Eostre, the Spring Equinox

Eostre, the Spring Equinox, is part of an Introductory Course in Wicca for incarcerated Wiccans, their families and friends, and prison Chaplains. It has been written to provide a greater understanding of Wicca as a spiritual practice and religion for those who seek to understand it, either as an incarcerated Wiccan or as someone who cares about incarcerated Wiccans.

Eostre, also called Ostara, Bacchanalia and Alban Eilir, is associated with the goddess Aurora, Black Annis, Eos, Eostre, and Ostara. It is one of the Four Quarter holidays, as the hours of light and darkness are equal, and it is celebrated on March 21st or 22nd.
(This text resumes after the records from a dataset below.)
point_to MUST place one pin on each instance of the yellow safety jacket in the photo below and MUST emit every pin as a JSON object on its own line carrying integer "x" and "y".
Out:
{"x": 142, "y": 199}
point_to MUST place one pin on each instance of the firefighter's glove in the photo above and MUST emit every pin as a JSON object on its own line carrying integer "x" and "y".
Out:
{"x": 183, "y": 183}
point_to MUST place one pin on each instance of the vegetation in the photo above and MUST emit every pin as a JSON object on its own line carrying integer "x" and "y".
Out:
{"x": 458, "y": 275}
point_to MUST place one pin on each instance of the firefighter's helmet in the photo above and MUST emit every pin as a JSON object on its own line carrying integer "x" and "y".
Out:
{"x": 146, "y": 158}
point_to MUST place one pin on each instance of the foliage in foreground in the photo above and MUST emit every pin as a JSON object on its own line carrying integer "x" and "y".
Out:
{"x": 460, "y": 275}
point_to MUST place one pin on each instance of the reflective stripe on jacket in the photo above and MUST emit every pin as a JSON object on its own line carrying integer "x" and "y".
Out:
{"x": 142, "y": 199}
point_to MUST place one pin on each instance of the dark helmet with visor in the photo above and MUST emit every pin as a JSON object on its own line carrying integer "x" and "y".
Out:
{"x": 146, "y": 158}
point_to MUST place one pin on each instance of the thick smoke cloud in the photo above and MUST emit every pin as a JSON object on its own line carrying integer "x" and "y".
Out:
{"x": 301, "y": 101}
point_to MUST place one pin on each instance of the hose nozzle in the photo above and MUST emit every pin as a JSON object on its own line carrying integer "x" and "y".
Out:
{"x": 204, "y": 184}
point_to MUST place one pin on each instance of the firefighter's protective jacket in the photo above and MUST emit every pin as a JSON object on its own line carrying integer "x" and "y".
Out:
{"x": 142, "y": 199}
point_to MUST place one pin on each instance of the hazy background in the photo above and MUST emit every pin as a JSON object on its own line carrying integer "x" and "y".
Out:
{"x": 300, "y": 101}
If the Sun was thought of as a baby at Imbolc, at Eostre he is thought of as a youth, becoming armed and ready for manhood.

Eostre is a celebration of growth, and the Germanic form, Ostara, gets its name from a goddess, also named Ostara, whose totem animal was the hare (rabbit). The hare is seen as prolifically fertile and many moon goddesses linked with women’s reproductive cycles share it as a totem of earthly sexuality and fertility. Today’s Easter Bunny is a descendant of this early fertility symbol, and is a reminder of the pagan origins of this modern tradition.

Eostre is a good time to be out in nature, and see for ourselves the effect of the sap rising in the trees, the buds appearing, and the busy behavior of the birds. It’s a time to see the daffodils–the flower of this holiday–in their natural setting and find out for yourself why they are called the harbingers of Spring. It’s the time to seek balance in our lives, and our Eostre celebrations reflect that.